5月26日の欧州議会議員選挙でマリーヌ・ルペンの右翼国民連合(RN)が予想されていたように得票率23.4%で、初の選挙を迎えたマクロンの共和国前進・中道(LREM)22.3%を抜いてトップに。RNの大波に押し流されながらも、予期しなかったジャドEU議員率いるエコロジー党が13.5%を得て3位にのし上がった。
シラクがRPR(1976-02)に継いで、02年に右派諸党をまとめて UMP(大衆運動連合)を立ち上げ、2015年にサルコジ元大統領が共和党と改名しドゴール主義を掲げてきた。それを2017年にヴォキエ総裁が引き継いだのだが、同選挙で8.5%という、先代サルコジにも顔向けできない悲惨な惨敗を喫し、党内でも辞任が叫ばれていた。
6月2日、テレビでヴォキエ総裁は悲愴な面持ちで総裁辞任を宣言した。次期総裁はペクレス=イル・ド・フランス地域圏会議長? と噂されていた矢先、その1週間後、彼女もテレビで共和党からの離党を宣言。「党の硬直化と内部分裂に耐えられず辞任し、内部の改革よりも外部からの改革が必要」と発表。ヴォキエ前総裁にポピュリスト色が増し、ルペンとの違いも大してなくなり、RNにかなりの共和党支持者票が移ったのも確か。
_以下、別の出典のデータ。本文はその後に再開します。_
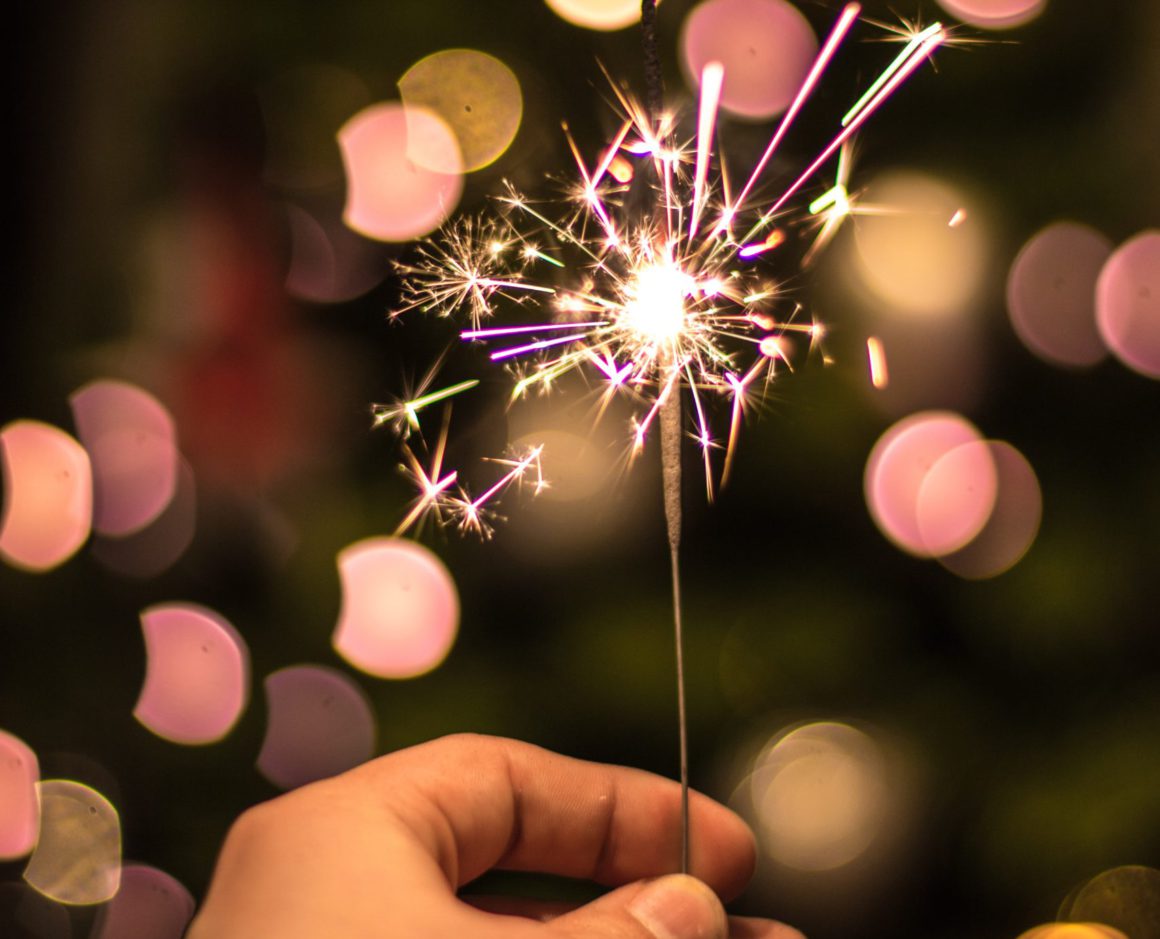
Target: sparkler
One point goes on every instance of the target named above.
(647, 279)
昨年以来、高まっている高校生や若者たちのエコロジー志向を反映し、グリーンピース元活動家ジャド党首率いるヨーロッパ・エコロジー=緑の党(EELV)が今後の仏政界を変えていくのではと見られており、どの政党もスローガンにエコロジーを加えている。社会党から出たグルックスマン(6.2%)の「共和国広場」もスローガンの末尾にエコロジーという言葉を加えている。しかし40年以来、左右2大政党が支配してきた仏政界に大地震に匹敵する異変が起きている。
保守派議員・市長村長ら72人がマクロン支持宣言。
ヴォキエ総裁辞任の余波はまだ続く。今まで政府案に反対するのが野党議員の務めとされてきた保守議員を含む県会議員・市町村長72人が、連名で6月9日付ジュルナル・デュ・ディマンシュ紙の論壇頁にマクロン政権支持を表明した。議会で反対票稼ぎのコマであり続けることを拒否し、空洞化した保守諸党を去りマクロン派に鞍替えする。その裏には来年の市町村選挙まで先細りし続け、いつ消滅するか分からない共和党などの保守諸党に所属するよりも、マクロンに付いた方が利口との判断が動いたようだ。
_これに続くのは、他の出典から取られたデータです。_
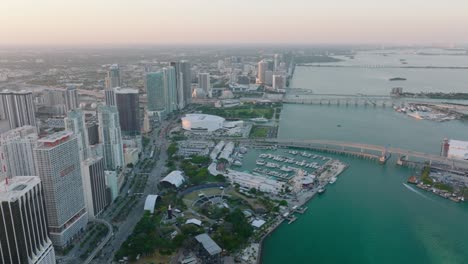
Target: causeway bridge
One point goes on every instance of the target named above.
(368, 151)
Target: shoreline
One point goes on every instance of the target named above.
(299, 204)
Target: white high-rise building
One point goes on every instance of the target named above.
(204, 82)
(262, 68)
(18, 108)
(24, 238)
(71, 98)
(279, 82)
(75, 121)
(111, 137)
(16, 152)
(58, 165)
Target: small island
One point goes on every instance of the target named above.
(397, 79)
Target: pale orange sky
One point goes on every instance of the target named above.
(82, 22)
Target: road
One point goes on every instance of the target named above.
(127, 226)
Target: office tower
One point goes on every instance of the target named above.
(276, 62)
(185, 72)
(18, 108)
(113, 77)
(24, 238)
(93, 132)
(155, 91)
(278, 82)
(262, 68)
(129, 115)
(204, 82)
(268, 78)
(94, 186)
(58, 165)
(16, 152)
(111, 138)
(71, 98)
(75, 122)
(170, 86)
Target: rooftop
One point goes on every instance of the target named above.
(16, 187)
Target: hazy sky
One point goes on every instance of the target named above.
(79, 22)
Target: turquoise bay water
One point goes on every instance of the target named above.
(369, 215)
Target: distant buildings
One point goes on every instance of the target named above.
(71, 98)
(262, 68)
(113, 78)
(24, 238)
(58, 165)
(17, 108)
(111, 137)
(279, 82)
(204, 82)
(16, 152)
(127, 103)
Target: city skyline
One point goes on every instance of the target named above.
(226, 22)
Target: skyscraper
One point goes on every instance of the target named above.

マリーヌ・ルペンが大統領になれる可能性が大きくなっている今日、彼女がフランスの大統領になるのを阻むには、マクロン派が第1党にならなければならないという危機感も手伝って、マクロン支持現象が生まれているのでは。この動きはまだ続きそうだ。マクロン陣営も年頭以来、保守派政治家に誘いの声をかけていたものの、まさかこれだけの数の地方議員が共和国前進党に流れ込んでくるとは想像もしなかっただろう。
実を言えば、ジレ・ジョーヌ(黄色いベスト)運動の脅威を前に、1月からマクロンが始めた地方住民・市町村長など、合わせると数万、数十万人の地元民の前でマクロンが孤軍奮闘して回った討論会の種が今、その成果が芽を出し実を結び、村長・市長たちは大統領との具体的な対話、意見交換を通してマクロンの具体的な政治姿勢が伝わったからなのだろう。
金持ちの大統領と見なされてきたマクロン大統領に欠けていた保守派の地方政治家たちがLREMになびいてきているのだ。しかし右でも左でもない政党として2年半前、大統領になる前にマクロンが創立した共和国前進に保守派が多く加われば、党内での中道左派との均衡が崩れるのではないかという危惧がなくもない。
社会党も共和党も、共産党も極左「屈しないフランス」もマイナーな政党に弱体化し、ルペンの国民連合とマクロンの共和国前進の2大政党が残り、ゆくゆくはアメリカの民主党と共和党の2党体制に近づいていくようで、市民は次期大統領選でマクロンかルペンか、主に中道左派からなるリベラル派マクロンか、移民・EU反対を唱える仏版トランプ、ルペンかの選択を迫られるようになのかもしれない。